When she was interviewed in 1944 about the Leader, a secret policeman demanded the postcards and book given by Stalin. “But my life has been hard and nomadic,” she retorted, “I had a big family and I couldn’t keep everything, but I kept the book. So it’s a shame to give it to you because it’s my only memory, not so much of Stalin but of the man named Josef. That’s what I called him. I would say we were friends. The book’s precious to me and you can take it when I’m dead.” The apparatchik confiscated the book.
Ludmilla Stal worked for many years in the Central Committee, was decorated and helped edit Stalin’s works, dying before the Second World War. Tatiana Slavatinskaya prospered in the CC Secret Department, becoming a member of the Central Control Commission. But in 1937 her son-in-law, a general, was shot, her daughter and son arrested and exiled for eight years. She and her grandchildren were expelled from the House on the Embankment, where many of the elite lived. One grandson, Yury Trifonov, the writer, chronicled the experience in his novella House on the Embankment.
As far as we know, Stalin met up with only one of his girlfriends.[186] “In 1925,” recalls his companion in Solvychegodsk, Tatiana Sukhova, “I moved to Moscow and wanted to see Comrade Stalin very much. I wrote to him. I was very surprised to hear his voice on the phone that very evening.” Next day they met at his office on Old Square: “We talked about my work, our mutual friends and Solvychegodsk.”

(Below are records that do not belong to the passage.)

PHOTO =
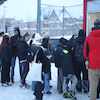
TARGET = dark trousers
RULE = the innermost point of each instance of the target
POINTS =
(24, 69)
(60, 81)
(82, 81)
(81, 68)
(12, 68)
(5, 72)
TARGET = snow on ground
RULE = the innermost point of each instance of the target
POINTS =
(16, 93)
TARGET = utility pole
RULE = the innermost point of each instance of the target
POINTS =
(63, 23)
(38, 16)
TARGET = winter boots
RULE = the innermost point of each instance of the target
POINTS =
(83, 86)
(38, 90)
(69, 94)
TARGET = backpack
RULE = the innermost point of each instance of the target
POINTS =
(78, 53)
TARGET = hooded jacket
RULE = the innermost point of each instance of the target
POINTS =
(92, 49)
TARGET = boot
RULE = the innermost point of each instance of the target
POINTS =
(79, 86)
(85, 86)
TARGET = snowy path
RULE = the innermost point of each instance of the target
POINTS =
(16, 93)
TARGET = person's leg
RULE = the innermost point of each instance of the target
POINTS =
(60, 81)
(78, 76)
(46, 83)
(25, 71)
(8, 73)
(12, 68)
(3, 79)
(74, 82)
(93, 80)
(65, 84)
(85, 81)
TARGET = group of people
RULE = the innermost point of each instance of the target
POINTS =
(75, 59)
(10, 48)
(70, 62)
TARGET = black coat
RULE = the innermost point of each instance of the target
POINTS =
(23, 50)
(63, 59)
(41, 57)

In 1929, when Stalin was taking the waters in Matsesta, in the south, Sukhova, a teacher, contacted him again. “Three young men in white suits came and collected me” and took her to his villa, where she was welcomed by Nadya Alliluyeva and Stalin. They reminisced over supper. Nadya asked her about young Stalin in exile: “I described his appearance and said that Comrade Stalin was never parted from his white hood.” Nadya laughed, “saying she never imagined he was such a dandy!” Then Stalin proudly showed her his tomatoes in his vegetable garden and took her to a firing-range beside the house, where he hit a bull’s-eye with a rifle. He let her fire a “small English Montecristo” pistol—but she missed. “How will you defend yourself?” Stalin asked her. When she told him that she was badly treated at her resthouse, he muttered, “They must be reprimanded.”
186
Sukhova’s later memoirs are unpublished. Natasha Kirtava and Alvasi Talakvadze became Party workers in Batumi and lived into old age, revered for their early association with Stalin. Stefania Petrovskaya, his fiancée in Baku, remained a Party member and was implicated in the Slepkov Case of 1932–33. Slepkov himself was spared in 1932, then shot in 1937, but her fate is unknown. Serafima Khoroshenina, Stalin’s partner in Vologda, was alive in the 1930s and recorded her memoirs, but her fate is likewise unknown.